— Представь, Пуньо, что ты выходишь в коридор. Коридор очень длинный, ты даже не видишь его конца, пол в нем из гладких, холодных стальных плит, стенки выложены кафельной плиткой; окон нет, зато множество дверей; потолок покрыт ярко светящимися лампами, так что в этом коридоре очень светло. Ты идешь, слышишь лишь собственные шаги. А ты все идешь и идешь. Вдруг, двери, метрах в десяти перед тобой, неожиданно открываются. — Темнокожий доктор прервался, но не оторвал от тебя взгляда; Девка, сидящая в уголке на пластмассовом стуле, с безразличным видом просматривала распечатки из машин, которые сегодня утром делали тебе больно. — Ты смотришь, но из них никто не выходит. Ты подходишь ближе. И только теперь замечаешь это. Для этого опускаешь взгляд: вниз, на пол. У него нет ни ног, ни рук, он не умеет говорить, он слепой, и все это с рождения. Одно туловище. Он выползает из дверей и движется по этому полу к тебе. Пуньо? Пунь-о? Ты целуешь его, Пуньо, склоняешься и целуешь.
От пластырей, которыми к твоему телу приклеили холодные концовки различных устройств, у тебя раззуделась кожа. Тебе трудно сконцентрироваться на словах высокого негра, хотя его английский язык максимально примитивный, и тебе не нужно напрягаться, чтобы понять, что он тебе говорит. Впрочем, неважно. Все это враги, враги.
Доктор вздохнул, поднялся, глянул на Девку; затем подошел к высокому окну, выходящему на окружающий школу дикий осенний парк, постоял возле него минутку, затем вышел из комнаты, тихонько прикрывая за собой пластиковую дверь.
Девка зевнула и бросила бумаги на стол.
— Устал?
— Отвалите от меня.
— Так только сначала, Пуньо; должны же мы познакомиться.
— Что вы тогда дали мне выпить? Почему я ничего не помню?
— Это такие тесты, проведения которых ты помнить не должен.
— Ебаная школа…
Женщина засмеялась.
— Наша школа совершенно исключительная, и учим мы в ней совершенно необычным вещам. Увидишь, увидишь. Как-нибудь… ты даже, может, станешь знаменитым.
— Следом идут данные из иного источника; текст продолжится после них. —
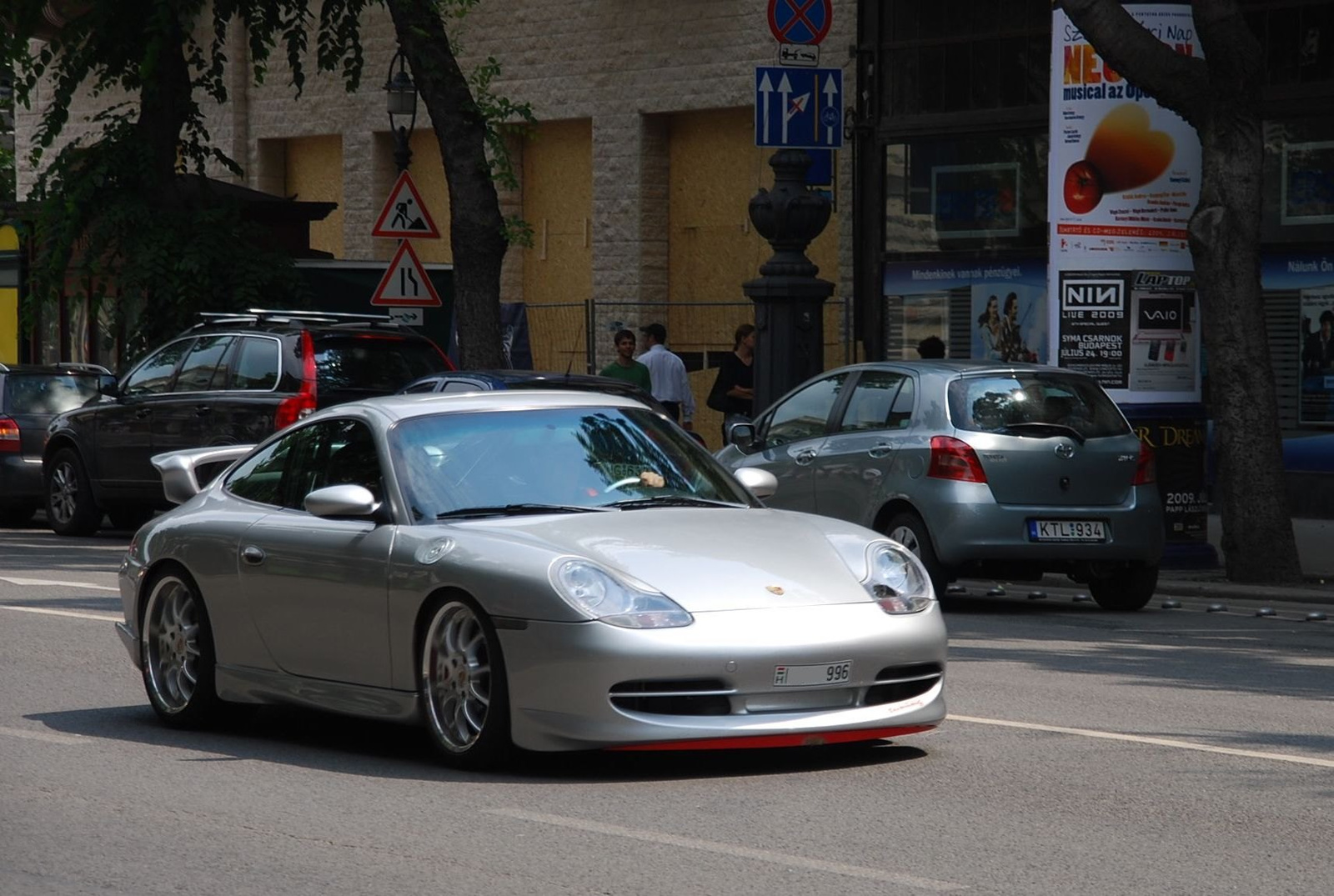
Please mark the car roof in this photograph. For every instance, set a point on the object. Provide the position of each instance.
(64, 369)
(420, 404)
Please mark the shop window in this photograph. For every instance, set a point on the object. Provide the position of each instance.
(966, 193)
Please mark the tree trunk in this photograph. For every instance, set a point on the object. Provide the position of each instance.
(477, 227)
(1220, 96)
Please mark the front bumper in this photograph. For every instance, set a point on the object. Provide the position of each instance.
(564, 678)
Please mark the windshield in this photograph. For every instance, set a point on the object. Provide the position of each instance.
(50, 393)
(1034, 403)
(454, 464)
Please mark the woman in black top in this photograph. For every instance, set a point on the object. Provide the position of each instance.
(737, 379)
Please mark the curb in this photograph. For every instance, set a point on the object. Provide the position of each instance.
(1287, 593)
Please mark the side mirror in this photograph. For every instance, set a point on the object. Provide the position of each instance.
(760, 482)
(333, 502)
(744, 436)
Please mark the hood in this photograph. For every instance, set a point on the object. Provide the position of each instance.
(709, 559)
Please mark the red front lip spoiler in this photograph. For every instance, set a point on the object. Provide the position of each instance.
(762, 742)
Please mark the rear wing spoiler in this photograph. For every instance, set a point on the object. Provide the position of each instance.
(178, 468)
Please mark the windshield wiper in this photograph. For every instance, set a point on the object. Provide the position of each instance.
(518, 509)
(1060, 427)
(670, 500)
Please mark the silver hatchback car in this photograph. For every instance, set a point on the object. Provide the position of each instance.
(1005, 471)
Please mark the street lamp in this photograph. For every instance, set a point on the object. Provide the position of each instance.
(400, 99)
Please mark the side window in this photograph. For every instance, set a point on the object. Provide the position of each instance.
(260, 478)
(155, 373)
(333, 453)
(869, 408)
(806, 413)
(460, 386)
(199, 368)
(900, 415)
(258, 364)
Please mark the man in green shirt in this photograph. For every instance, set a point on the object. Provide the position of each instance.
(626, 367)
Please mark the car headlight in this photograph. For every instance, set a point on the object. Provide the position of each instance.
(609, 599)
(897, 580)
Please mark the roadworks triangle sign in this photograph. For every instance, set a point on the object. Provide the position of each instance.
(404, 213)
(406, 283)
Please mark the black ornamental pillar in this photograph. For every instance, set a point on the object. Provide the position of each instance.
(789, 298)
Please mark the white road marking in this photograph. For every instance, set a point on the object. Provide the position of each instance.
(1141, 739)
(40, 735)
(100, 618)
(57, 583)
(729, 849)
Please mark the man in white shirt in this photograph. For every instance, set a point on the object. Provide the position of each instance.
(667, 373)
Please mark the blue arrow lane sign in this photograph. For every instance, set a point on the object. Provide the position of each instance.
(800, 108)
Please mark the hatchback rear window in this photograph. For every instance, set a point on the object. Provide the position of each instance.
(47, 393)
(374, 363)
(1013, 402)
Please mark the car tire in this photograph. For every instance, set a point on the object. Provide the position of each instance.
(128, 516)
(1125, 589)
(177, 653)
(13, 516)
(464, 684)
(71, 508)
(910, 531)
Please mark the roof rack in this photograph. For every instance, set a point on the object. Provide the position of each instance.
(279, 316)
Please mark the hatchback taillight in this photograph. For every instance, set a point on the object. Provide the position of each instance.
(303, 403)
(1146, 468)
(954, 459)
(8, 435)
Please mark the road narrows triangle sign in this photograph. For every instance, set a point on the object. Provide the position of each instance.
(406, 283)
(404, 213)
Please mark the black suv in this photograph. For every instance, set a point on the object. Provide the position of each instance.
(233, 379)
(30, 396)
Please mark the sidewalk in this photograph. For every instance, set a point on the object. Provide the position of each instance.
(1314, 547)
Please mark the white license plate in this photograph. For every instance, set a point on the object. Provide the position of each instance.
(814, 675)
(1067, 531)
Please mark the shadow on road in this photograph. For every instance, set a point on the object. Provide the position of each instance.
(331, 743)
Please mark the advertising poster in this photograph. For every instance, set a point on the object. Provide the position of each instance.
(1122, 186)
(946, 291)
(1093, 327)
(1125, 173)
(1311, 279)
(1011, 324)
(1317, 398)
(1164, 333)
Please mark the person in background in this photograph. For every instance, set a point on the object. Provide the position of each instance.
(735, 384)
(931, 347)
(626, 367)
(671, 383)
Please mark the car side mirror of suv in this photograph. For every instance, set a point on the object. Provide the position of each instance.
(744, 436)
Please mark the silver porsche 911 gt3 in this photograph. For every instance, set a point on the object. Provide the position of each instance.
(549, 571)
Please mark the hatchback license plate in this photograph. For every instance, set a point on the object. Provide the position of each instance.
(1067, 531)
(814, 675)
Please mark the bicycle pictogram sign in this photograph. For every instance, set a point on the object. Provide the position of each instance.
(800, 22)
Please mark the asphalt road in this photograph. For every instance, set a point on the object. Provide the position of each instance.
(1154, 753)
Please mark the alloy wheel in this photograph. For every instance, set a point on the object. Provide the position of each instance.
(457, 671)
(173, 643)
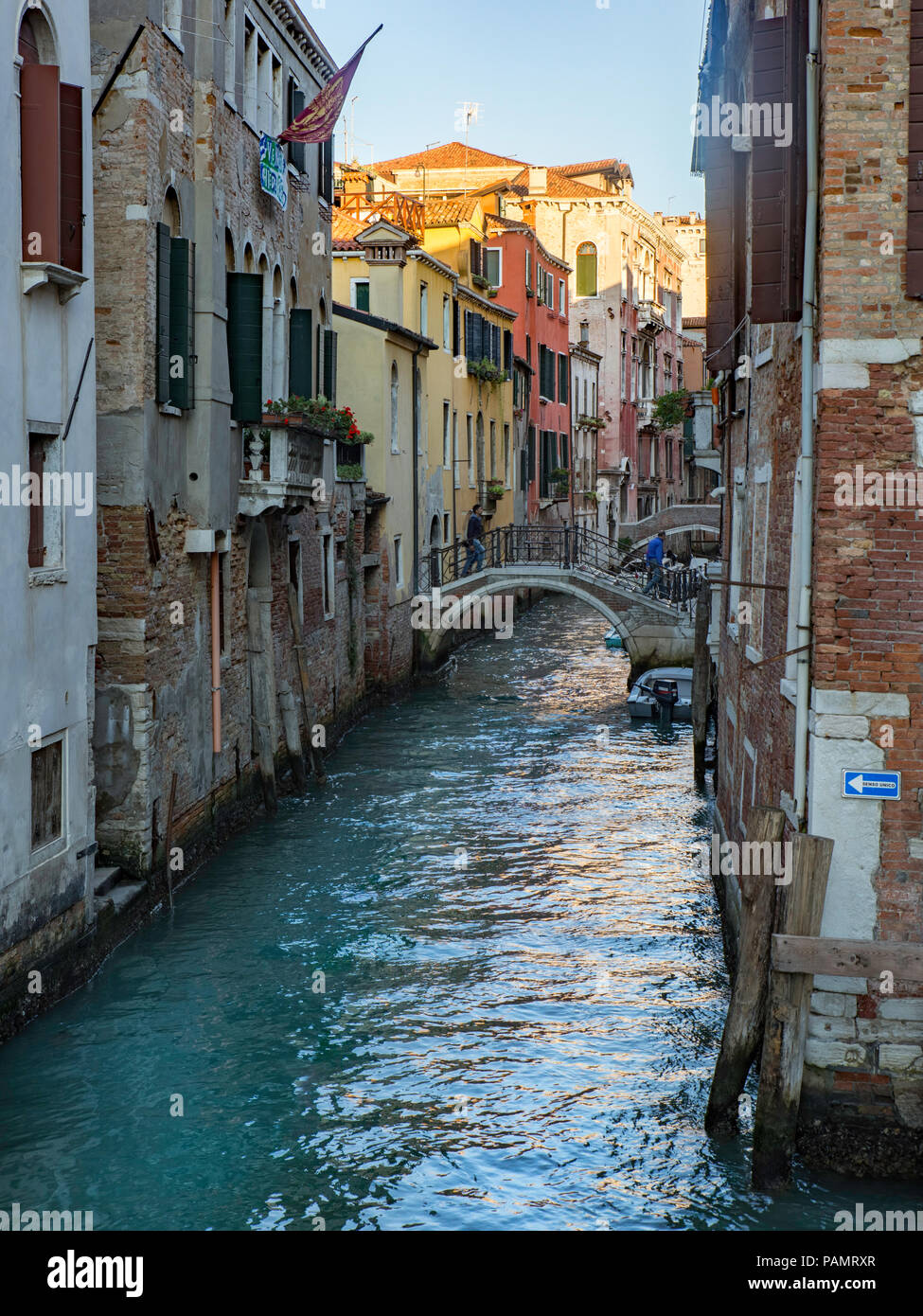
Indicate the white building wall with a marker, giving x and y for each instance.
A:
(49, 614)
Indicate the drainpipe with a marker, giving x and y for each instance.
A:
(417, 478)
(216, 657)
(804, 692)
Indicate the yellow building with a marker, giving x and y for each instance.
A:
(428, 362)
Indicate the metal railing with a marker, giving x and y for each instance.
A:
(566, 547)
— Не хочу я быть знаменитым, буркнул ты, злясь на то, что дал втянуть себя в разговор.
Она погасила улыбку, начала разыскивать сигареты по карманам.
— Мы научим тебя, чего ты должен хотеть.
Ты же начал срывать с себя датчики. Девка пожала плечами.
— Может ты и прав. На сегодня хватит. Отдохни. Остальные тесты по аперцепции, системе выделения и lingua questo засчитаем завтра. А математические тесты — как-нибудь при случае, — она закурила. — Одевайся. Я покажу, где ты будешь жить. С коллегами познакомишься. Правда, слишком много у тебя здесь их не будет.
— Чего мне нельзя?
Она поглядела на тебя как-то странно.
— Об этом не беспокойся.
Вы вышли в холл. Лестница ну прямо как в опере; оперы ты видел в фильмах у Милого Джейка, так что сравнивать мог. Здесь, на первом этаже Школы, всегда множество людей, вечное движение, балаган, быстрые диалоги во время случайных встреч. Никаких детей, одни взрослые. Некоторые в халатах, будто врачи, другие в мундирах, словно полицейские, только, скорее всего, они ни те, ни другие. На вас никто не смотрел.
— Вы меня выпустите? Когда?
Девка подтолкнула тебя к лестнице.
— Это не наказание. В соответствии с законом, тебя передали сюда Службы Социальной Опеки. Мы — правительственное учреждение, такая специальная школа.
— Исправительная?
— Нет, нет, я же говорила, это не наказание. Так что все, Пуньо, что ты вынюхал, это чушь.
И как раз потому, что в логику не верил, под воздействием какой-то пророческой мысли ты спросил:
— Что вы со мной сделаете?
Должна же она была хоть что-то ответить.
— Не беспокойся, Пуньо, все будет хорошо.